Infatti, avevamo notato già lo scorso 31 gennaio, a margine degli articoli da noi pubblicati in merito alle incertezze (tuttora non fugate) sul parcheggio a pagamento del molo Santa Lucia, che il cancello posto alla confluenza tra lo stesso spiazza ed il molo San Nicola fosse aperto. Ci era sembrato un fatto occasionale e, invece, a distanza di tempo, anche grazie alla segnalazione di un cittadino, che testimonia di «un andirivieni di auto», ci accorgiamo che non solo il cancello, ed il relativo problema, sono aperti, ormai, da tempo imprecisato.
Questa “dimenticanza”, se così si può chiamare, consente ai veicoli di transitare da e verso piazza Sacra regia udienza, tra l'altro andandosi poi in ad imbottigliare in porzioni di strade ancora, fortunatamente, chiuse, ma determinando ugualmente scene di caos ed evidente disagio, soprattutto per i turisti.
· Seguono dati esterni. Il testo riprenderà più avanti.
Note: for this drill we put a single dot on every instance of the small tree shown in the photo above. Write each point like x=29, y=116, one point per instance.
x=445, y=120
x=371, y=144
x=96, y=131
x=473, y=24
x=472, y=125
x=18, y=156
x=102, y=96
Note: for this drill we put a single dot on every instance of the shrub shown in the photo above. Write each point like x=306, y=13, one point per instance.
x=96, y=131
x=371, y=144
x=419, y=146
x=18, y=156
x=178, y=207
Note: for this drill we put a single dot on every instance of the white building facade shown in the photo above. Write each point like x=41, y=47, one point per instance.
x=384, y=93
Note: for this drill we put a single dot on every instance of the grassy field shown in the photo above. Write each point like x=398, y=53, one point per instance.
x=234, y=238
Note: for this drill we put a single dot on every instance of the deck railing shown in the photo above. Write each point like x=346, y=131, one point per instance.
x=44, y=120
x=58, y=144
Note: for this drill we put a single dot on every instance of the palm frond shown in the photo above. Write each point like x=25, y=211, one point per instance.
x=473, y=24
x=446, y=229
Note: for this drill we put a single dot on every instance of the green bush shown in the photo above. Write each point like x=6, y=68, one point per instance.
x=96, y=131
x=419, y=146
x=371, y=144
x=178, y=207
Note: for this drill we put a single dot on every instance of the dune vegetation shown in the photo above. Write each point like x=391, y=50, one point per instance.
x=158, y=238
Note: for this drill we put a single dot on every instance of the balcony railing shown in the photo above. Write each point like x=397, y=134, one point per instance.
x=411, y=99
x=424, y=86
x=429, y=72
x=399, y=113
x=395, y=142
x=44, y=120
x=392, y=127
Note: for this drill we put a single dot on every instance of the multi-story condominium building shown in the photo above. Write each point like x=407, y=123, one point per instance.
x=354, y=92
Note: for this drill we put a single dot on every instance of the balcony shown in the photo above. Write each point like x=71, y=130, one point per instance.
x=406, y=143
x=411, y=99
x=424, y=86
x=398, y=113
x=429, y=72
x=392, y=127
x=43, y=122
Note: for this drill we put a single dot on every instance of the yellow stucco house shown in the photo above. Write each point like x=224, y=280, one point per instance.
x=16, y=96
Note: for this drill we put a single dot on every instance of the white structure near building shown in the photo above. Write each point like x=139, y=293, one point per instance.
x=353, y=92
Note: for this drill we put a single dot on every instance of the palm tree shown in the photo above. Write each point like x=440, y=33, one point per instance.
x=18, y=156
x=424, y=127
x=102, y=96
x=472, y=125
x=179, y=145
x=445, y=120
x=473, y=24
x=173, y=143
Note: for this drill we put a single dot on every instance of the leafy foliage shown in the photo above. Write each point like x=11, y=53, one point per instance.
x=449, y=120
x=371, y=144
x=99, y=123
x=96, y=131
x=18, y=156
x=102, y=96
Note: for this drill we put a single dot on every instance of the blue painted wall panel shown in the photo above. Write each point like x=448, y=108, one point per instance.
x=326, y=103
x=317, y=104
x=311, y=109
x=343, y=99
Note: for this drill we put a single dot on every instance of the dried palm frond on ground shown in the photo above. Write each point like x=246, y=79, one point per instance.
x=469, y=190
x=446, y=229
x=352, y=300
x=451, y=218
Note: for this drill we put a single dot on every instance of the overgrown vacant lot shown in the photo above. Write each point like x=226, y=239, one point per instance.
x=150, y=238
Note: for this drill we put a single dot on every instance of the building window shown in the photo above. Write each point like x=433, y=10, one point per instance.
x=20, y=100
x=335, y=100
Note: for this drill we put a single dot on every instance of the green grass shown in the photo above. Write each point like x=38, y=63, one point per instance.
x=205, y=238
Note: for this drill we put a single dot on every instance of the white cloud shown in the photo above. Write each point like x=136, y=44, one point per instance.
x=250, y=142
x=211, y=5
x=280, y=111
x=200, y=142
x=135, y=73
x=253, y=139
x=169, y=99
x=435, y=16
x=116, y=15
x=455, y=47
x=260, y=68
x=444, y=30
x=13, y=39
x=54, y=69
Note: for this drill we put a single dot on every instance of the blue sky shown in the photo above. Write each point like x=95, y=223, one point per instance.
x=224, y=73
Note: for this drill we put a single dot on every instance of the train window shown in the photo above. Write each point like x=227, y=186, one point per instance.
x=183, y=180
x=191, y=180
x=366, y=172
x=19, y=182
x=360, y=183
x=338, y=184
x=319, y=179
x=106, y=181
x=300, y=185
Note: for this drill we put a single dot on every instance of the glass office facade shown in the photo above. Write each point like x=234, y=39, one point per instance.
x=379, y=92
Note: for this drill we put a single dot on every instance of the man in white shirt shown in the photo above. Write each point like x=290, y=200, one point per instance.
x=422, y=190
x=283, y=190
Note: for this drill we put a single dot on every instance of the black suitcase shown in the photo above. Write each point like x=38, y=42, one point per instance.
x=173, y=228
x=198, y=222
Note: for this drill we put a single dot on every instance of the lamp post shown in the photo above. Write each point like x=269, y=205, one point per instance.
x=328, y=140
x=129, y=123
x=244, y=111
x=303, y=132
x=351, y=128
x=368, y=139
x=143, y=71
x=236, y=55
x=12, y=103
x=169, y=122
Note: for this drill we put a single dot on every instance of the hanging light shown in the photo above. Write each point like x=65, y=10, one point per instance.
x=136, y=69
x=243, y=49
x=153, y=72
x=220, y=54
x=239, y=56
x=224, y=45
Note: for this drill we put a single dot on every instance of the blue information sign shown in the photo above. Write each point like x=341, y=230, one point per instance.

Poca fortuna sembra stia avendo anche il cancello, pressoché simile, posto lungo la vecchia strada statale per Bisceglie alla sommità della discesa verso la seconda spiaggia. Quel manufatto, che avrebbe dovuto impedire l'accesso veicolare ad una zona che, tutt'oggi, è ritenuta a rischio di frane, e che doveva essere utilizzato soltanto dai residenti nelle ville (ove e quando occupate), adesso invece, pare anch’esso resti sistematicamente aperto.